# Stripping Metallic Coatings



## goldsilverpro (Jul 11, 2012)

For those that are interested, here's a fairly definitive article on stripping most types of plated metals from most substrate metals, without attacking the substrate. Sorry, but you'll either have to rotate the pages yourself or cock your head to the left.
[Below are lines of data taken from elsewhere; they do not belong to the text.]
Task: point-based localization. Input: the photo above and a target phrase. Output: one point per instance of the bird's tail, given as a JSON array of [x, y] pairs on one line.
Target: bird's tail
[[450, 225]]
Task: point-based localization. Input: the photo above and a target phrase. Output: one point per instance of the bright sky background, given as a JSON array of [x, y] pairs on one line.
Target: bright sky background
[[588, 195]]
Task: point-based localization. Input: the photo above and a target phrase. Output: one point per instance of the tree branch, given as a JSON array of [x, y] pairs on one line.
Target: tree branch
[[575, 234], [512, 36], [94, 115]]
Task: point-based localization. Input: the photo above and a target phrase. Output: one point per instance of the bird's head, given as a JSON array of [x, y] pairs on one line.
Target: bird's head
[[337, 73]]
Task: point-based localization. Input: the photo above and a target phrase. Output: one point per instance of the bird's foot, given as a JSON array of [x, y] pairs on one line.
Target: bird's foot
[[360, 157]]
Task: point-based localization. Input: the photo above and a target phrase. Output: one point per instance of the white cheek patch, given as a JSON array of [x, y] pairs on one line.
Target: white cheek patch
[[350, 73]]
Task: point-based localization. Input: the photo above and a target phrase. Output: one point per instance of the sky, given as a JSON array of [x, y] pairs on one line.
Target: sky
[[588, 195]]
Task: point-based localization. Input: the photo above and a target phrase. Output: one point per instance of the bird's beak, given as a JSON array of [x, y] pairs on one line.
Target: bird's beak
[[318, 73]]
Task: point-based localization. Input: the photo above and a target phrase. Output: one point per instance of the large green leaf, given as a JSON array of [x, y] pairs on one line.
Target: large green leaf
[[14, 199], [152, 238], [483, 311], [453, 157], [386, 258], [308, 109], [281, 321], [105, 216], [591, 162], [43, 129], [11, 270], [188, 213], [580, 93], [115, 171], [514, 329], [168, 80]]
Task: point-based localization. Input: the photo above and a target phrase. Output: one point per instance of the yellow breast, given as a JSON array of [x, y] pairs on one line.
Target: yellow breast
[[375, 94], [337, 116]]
Most pdf readers have rotate clockwise under the View menu.


----------



## philddreamer (Jul 11, 2012)

Thank you Chris!

Phil


----------



## FrugalRefiner (Jul 11, 2012)

Awesome!!! :lol: 

Thank you so much for sharing!!!

Dave


----------



## jmdlcar (Jul 11, 2012)

Hi,

I only have a HP TouchPad for the internet and it won't let me view ATTACHMENTS files. So can they be posted both ways?

Thanks
Jack


----------



## goldsilverpro (Jul 11, 2012)

jmdlcar said:


> Hi,
> 
> I only have a HP TouchPad for the internet and it won't let me view ATTACHMENTS files. So can they be posted both ways?
> 
> ...



You didn't need to post in triplicate, so I deleted the other 2.
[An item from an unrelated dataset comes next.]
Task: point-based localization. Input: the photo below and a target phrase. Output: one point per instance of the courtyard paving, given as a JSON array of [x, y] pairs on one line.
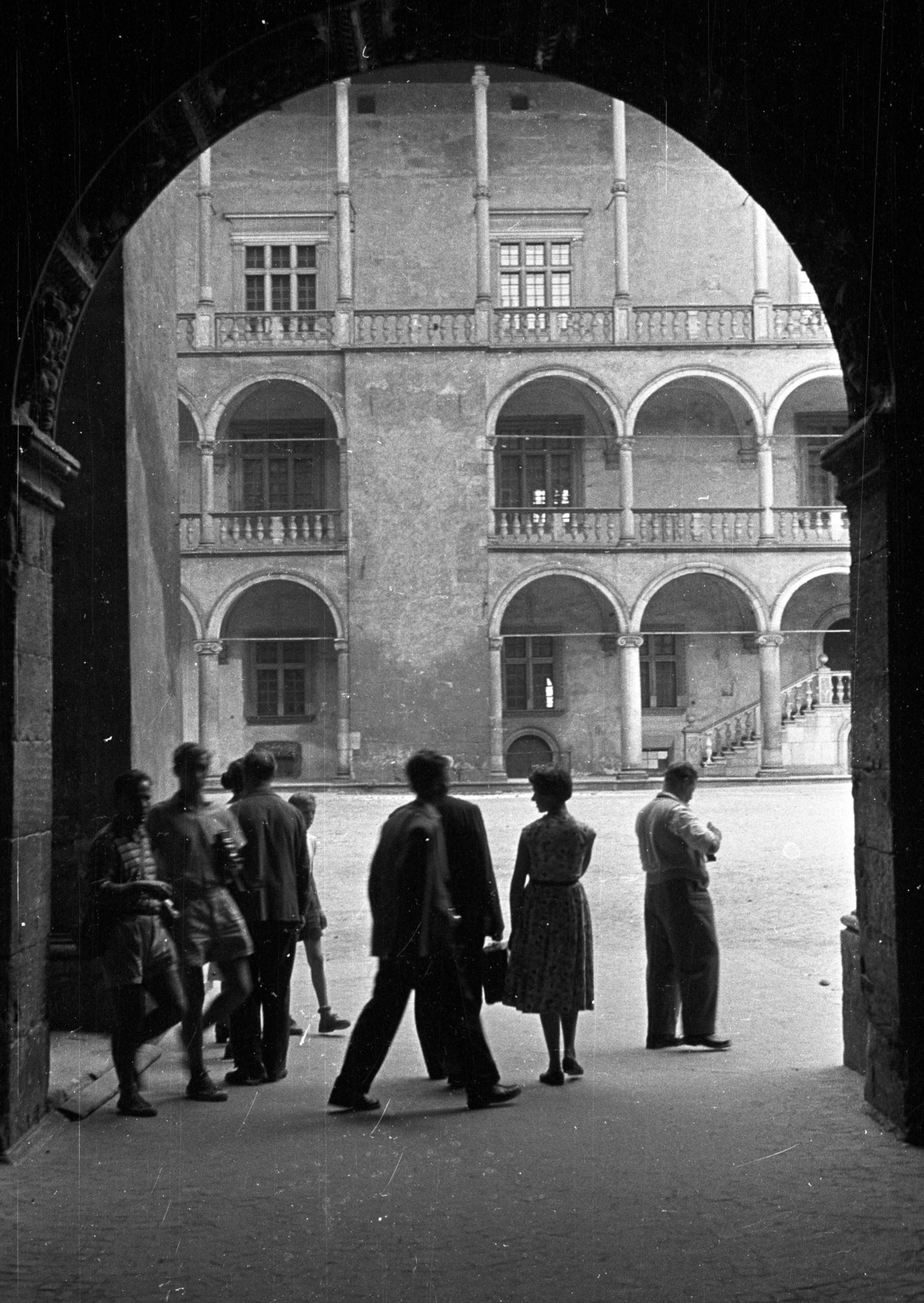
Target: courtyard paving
[[752, 1176]]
These files range from 7 to 43 pages and I think it would be way too cumbersome to put the entire text on a post. In any case, I'm not going to even attempt it.
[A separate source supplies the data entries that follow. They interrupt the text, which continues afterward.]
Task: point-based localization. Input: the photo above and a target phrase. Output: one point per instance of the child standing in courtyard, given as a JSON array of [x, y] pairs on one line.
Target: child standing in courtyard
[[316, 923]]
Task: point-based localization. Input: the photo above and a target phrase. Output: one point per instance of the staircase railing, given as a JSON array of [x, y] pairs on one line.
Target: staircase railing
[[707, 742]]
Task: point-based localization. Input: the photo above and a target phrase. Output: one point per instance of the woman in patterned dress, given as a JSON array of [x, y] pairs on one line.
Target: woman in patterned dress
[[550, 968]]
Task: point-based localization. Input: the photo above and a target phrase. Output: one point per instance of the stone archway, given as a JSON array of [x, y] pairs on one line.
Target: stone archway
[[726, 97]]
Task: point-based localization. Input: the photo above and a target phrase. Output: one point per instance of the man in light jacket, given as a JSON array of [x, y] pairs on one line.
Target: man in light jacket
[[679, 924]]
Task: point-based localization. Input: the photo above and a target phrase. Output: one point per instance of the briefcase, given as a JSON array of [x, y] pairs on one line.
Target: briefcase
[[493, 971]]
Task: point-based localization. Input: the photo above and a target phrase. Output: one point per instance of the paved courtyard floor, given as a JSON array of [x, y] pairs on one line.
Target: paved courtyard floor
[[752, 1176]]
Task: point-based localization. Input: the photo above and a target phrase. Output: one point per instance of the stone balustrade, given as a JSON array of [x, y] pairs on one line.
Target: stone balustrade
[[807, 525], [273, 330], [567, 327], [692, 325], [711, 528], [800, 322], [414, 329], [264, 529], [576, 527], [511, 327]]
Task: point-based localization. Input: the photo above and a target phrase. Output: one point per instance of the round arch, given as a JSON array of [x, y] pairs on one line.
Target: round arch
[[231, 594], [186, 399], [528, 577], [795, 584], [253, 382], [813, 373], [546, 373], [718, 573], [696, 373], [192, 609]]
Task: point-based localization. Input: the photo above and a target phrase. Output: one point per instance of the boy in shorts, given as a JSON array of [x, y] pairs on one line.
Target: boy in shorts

I can give you a link for an online copy of where this info came from. This is a pain to navigate, but it's the best I can do.
http://metalfinishing.epubxp.com/issue/49721


----------



## jmdlcar (Jul 11, 2012)

I just wanted make sure some seen it sorry. Some web site ATTACHMENTS works.


----------



## BAMGOLD (Jul 11, 2012)

Fantastic!


----------